Staying relevant in InfoSec not only means knowing how to defend what you have, but also knowing how to predict what’s coming. Technology clearly moves in trends based largely on computing capabilities, and given the infinite ingenuity of human innovation, things can change quickly. Talk to most people that have been in IT for years, and they can all tell you about the things they used to be experts in but are now irrelevant or completely obsolete. You will also hear of the various trends over the years and their impact (whether positive or negative) on the current state of operations. The technology industry and the InfoSec industry in particular are accelerating rapidly. As crime adapts to the digital landscape, the pace of development forces criminals and network defenders to constantly try and gain an edge over one another, at an ever-increasing pace. Given the complexity of the computing environments and networks of today, the possibilities for attackers is seemingly limitless, while defenders must stay on top of the latest techniques and methods to remain relevant.
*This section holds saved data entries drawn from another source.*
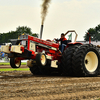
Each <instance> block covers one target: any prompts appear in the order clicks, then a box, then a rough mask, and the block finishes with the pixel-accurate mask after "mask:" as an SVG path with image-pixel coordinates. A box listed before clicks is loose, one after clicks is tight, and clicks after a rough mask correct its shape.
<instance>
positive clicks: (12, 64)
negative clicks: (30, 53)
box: [10, 58, 21, 68]
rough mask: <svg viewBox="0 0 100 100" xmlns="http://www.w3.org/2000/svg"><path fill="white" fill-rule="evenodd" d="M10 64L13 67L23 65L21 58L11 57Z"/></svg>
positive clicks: (17, 66)
mask: <svg viewBox="0 0 100 100" xmlns="http://www.w3.org/2000/svg"><path fill="white" fill-rule="evenodd" d="M10 66H11V67H12V68H19V67H20V66H21V60H19V59H18V58H10Z"/></svg>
In Chapter 2, we introduced four core questions to guide our playbook methodology:

§ What are we trying to protect?

§ What are the threats?

§ How do we detect them?

§ How do we respond?

Though the environments in which those questions are asked and answered may change over time, the underlying methodology ensures a repeatable process that can adapt with changing technologies, vendors, and products. At a micro level, the playbook allows for constructive adjustments, revision, replacement, or even retirement for any given monitoring objective. At a macro level, the playbook allows new plays and methods to be introduced, no matter what tools you are using, what threats you are facing, what network you are monitoring, or what trends you are following. As we mentioned in Chapter 6, even if you were somehow able to defend all your systems and detect all of the threats you face today, the pace of technology ensures that you will face something new tomorrow. A successful CSIRT will have, at its core, a solid foundational playbook and the ability to apply that living model to a rapidly changing security landscape.